3. Be sure you are monitoring the coding and billing performed in your name. If you have questions, address them with the individuals that can provide the highest level of detail. Monitor data through routine reporting of key elements of your practice — E/M distribution compared to your region, spikes or drops in acuity or charges, differences in billing patterns for each provider in your group, and billing for teaching physicians and physicians supervising non-physician practitioners (PAs and NPPs). Any spikes in acuity, charges, and payment are easy for payers to spot, but don’t always mean there is a problem when you can provide the rationale if asked. Payers routinely monitor practice data for individual physicians, so comparing E/M distribution for all physicians in your practice is an important step in identifying and managing outliers.

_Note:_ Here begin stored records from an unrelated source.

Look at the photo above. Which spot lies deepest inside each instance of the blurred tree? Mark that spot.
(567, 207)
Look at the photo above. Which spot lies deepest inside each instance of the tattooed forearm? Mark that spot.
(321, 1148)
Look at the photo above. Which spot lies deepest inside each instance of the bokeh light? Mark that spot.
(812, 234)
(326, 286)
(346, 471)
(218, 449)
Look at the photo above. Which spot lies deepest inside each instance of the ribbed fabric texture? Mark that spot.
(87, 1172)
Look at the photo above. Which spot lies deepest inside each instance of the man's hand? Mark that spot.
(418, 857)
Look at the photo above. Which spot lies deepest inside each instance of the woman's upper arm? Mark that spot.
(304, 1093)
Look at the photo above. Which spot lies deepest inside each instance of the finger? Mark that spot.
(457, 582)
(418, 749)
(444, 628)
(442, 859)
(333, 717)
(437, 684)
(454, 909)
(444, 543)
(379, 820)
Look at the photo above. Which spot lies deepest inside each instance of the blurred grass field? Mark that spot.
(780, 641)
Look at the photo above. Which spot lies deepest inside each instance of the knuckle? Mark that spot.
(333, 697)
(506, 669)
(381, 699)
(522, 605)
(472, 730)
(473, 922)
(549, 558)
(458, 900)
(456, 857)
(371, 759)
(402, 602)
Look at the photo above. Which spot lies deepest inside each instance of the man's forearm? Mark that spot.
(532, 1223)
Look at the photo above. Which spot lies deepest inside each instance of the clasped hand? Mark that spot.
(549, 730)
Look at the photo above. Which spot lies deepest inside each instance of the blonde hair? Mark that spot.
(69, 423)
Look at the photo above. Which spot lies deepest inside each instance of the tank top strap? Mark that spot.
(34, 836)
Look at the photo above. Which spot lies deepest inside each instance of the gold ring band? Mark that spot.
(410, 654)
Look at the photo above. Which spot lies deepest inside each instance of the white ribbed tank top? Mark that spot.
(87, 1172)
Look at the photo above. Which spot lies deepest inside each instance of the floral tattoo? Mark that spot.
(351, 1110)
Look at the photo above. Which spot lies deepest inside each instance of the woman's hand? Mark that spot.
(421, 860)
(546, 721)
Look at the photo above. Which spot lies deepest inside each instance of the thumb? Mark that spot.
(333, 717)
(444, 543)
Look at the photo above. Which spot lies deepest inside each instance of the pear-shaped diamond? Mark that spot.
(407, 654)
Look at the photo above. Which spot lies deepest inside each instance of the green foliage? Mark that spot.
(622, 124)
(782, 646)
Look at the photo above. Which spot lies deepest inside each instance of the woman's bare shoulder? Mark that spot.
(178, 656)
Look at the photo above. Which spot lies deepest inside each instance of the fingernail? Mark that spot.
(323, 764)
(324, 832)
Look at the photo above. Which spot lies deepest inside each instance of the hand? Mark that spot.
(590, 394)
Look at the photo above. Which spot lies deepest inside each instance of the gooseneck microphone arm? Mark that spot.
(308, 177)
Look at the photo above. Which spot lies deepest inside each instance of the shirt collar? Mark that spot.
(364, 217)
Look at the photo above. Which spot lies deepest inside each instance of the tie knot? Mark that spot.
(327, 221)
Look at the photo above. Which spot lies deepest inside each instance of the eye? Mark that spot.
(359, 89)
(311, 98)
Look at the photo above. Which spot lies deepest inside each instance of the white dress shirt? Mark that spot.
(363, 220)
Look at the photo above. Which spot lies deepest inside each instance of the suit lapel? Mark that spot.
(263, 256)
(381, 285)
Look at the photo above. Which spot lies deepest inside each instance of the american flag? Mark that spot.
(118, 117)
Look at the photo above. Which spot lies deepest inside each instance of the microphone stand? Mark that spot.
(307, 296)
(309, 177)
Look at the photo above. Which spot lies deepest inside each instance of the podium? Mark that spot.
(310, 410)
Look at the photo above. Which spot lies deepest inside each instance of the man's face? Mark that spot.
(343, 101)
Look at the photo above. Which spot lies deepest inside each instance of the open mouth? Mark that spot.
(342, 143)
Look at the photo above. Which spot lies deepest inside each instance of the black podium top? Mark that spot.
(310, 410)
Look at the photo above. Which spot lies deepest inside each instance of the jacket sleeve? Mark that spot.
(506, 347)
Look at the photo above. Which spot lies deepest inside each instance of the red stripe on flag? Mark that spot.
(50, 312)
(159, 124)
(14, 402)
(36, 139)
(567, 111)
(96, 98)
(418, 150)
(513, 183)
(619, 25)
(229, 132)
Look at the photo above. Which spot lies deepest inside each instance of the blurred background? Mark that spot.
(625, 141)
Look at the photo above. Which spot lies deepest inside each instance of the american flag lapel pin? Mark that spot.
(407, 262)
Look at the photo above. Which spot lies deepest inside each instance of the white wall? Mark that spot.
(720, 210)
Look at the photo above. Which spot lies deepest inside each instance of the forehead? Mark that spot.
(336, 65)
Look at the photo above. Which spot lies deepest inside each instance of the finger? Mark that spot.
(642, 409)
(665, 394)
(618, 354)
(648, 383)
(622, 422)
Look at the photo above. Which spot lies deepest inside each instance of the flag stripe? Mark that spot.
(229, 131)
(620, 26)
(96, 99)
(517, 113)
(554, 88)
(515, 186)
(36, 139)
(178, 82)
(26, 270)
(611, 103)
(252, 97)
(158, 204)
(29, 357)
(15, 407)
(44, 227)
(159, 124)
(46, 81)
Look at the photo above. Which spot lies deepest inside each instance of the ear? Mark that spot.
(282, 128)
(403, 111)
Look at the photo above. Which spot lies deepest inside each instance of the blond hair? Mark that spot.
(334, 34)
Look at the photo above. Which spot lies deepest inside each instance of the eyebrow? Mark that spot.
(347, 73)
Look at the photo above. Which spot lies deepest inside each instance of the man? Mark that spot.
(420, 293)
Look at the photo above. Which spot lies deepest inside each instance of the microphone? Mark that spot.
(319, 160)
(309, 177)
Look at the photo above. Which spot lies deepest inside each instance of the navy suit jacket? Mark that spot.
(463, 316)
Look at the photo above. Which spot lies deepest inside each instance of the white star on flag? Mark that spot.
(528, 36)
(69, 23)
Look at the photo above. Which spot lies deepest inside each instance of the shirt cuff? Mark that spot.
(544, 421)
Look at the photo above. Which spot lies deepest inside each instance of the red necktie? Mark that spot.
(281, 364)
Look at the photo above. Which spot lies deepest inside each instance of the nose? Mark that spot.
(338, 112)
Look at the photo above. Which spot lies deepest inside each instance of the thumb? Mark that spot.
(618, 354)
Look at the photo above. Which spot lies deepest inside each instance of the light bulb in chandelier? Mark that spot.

4. When meeting or telephone conferencing with payer auditors and other representatives, prepare discussions in advance, review data about your practice and region, provide data and information to support any outliers in your practice, and always include a physician representative from your practice as well as someone well versed in coding and billing. Be prepared to defend your case on clinical merits and not revenue expectations. Anecdotally, a federal agent recently admitted that he routinely attends payer audit discussions with providers without identifying himself as an agent, as he feels providers “open up” better to auditors. So, be prepared to present your case with everything you have as though it is your final opportunity to defend your actions.

Prevention is the best solution to health care fraud and abuse. Unfortunately, you may be doing everything right and still be audited. Expect it, prepare for it, defend it, and maintain a hard line defense to protect your practice from the limitations of the system.